Il genere ha una sua nuova primavera grazie a un eccentrico film appena uscito in Italia, ‘Secretary’ dell’esordiente Steven Shainberg, un piccolo caso negli States dove ha incassato 4 milioni di dollari in solo 13 sale (il ‘Galaxy’ di Los Angeles lo proietta da 6 mesi). La provetta dattilografa Lee Holloway, appena uscita da un istituto psichiatrico dove è stata curata per una inspiegabile forma di masochismo autolesionista, trova un posto come segretaria presso il bizzarro avvocato Edward Grey (James Spader che fa il verso al suo Graham di ‘Sesso, bugie e videotape’), timido leguleio senza computer e col pollice verde. Lui è dispotico ed esigente ma lei accetta di buon grado ordini e umiliazioni, come rovistare nel bidone dell’immondizia per recuperare dei documenti. Quando l’avvocato scopre il masochismo della dipendente che ha nella trousse un vero campionario di coltellini e lamette per tutte le esigenze, col pretesto di un errore di battitura, la sculaccia fino a farla impazzire di piacere. Lei allora inizia a riempire di errori le lettere dattiloscritte per ricevere punizioni sempre più estreme ma l’avvocato non sta più al gioco e pretende ben altro.

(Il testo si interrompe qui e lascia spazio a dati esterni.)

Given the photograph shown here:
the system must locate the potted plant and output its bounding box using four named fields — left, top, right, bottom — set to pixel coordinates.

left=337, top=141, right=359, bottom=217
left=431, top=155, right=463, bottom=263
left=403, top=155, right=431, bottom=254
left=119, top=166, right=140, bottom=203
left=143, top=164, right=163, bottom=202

Non a caso ‘Secretary’, tratto da un racconto breve di Mary Gaitskill pubblicato nella raccolta ‘Cattivo comportamento’, ha vinto il Premio Speciale della Giuria (per il soggetto più curioso) al Sundance Film Festival dove il presidente era John Waters: si tratta infatti della commedia più watersiana degli ultimi anni, ironica e buffa, per certi (per)versi anticerebrale, quasi l’antitesi americanista del profondo e glaciale ‘La pianista’ del maestro austriaco Michael Haneke. E la trasformazione da paffuta provincialotta un po’ imbranata a schiava del sesso in completini aderenti e tacchi a spillo della scatenata Maggie Gyllenhaal, una vera rivelazione, non è meno divertente della connotazione borderline della mamma ossessiva che aspetta cinque ore fuori dall’ufficio per accompagnarla a casa o del padre alcolista e depresso che la vorrebbe sposata con un ragazzo disturbato i cui genitori sono ancora più opprimenti di lui. Sorpresina nel finale un po’ fassbinderiano (anche le relazioni amorose sono crudeli rapporti di potere) che riesce a evitare il surplus di melassa che prende il dominio del film nel secondo tempo.

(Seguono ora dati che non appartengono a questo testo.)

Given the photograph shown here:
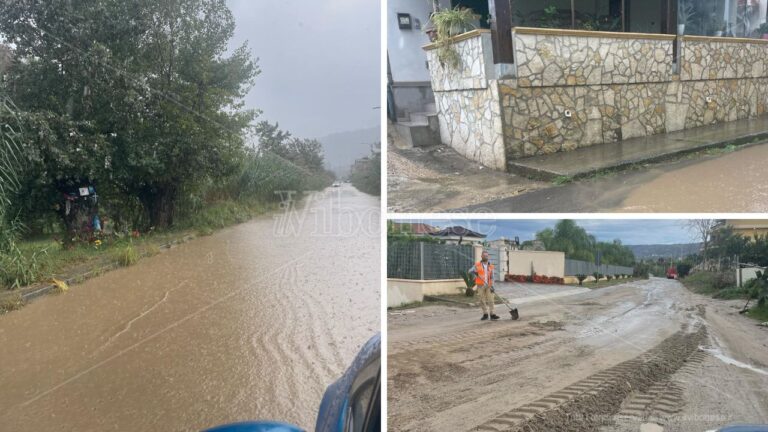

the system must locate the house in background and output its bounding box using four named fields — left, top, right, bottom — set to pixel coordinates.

left=402, top=0, right=768, bottom=175
left=722, top=219, right=768, bottom=239
left=389, top=222, right=440, bottom=236
left=430, top=226, right=486, bottom=245
left=387, top=0, right=488, bottom=147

Curioso e bonario, non parla seriamente né di molestie sessuali né di varianti erotico-sessuali ma dei rapporti interpersonali che non funzionano se alla base non c’è una qualche forma di amore: i fanatici del fetish o del leather che si aspettano un’intrigante storia erotico-deviante si recuperino ‘Skin & bone’ o ‘Il fantasma’. Se vogliono divertirsi, invece, ‘Secretary’ è pronto a servirli. Oppure si vedano in tv il cartoon ‘Hello, Spank!’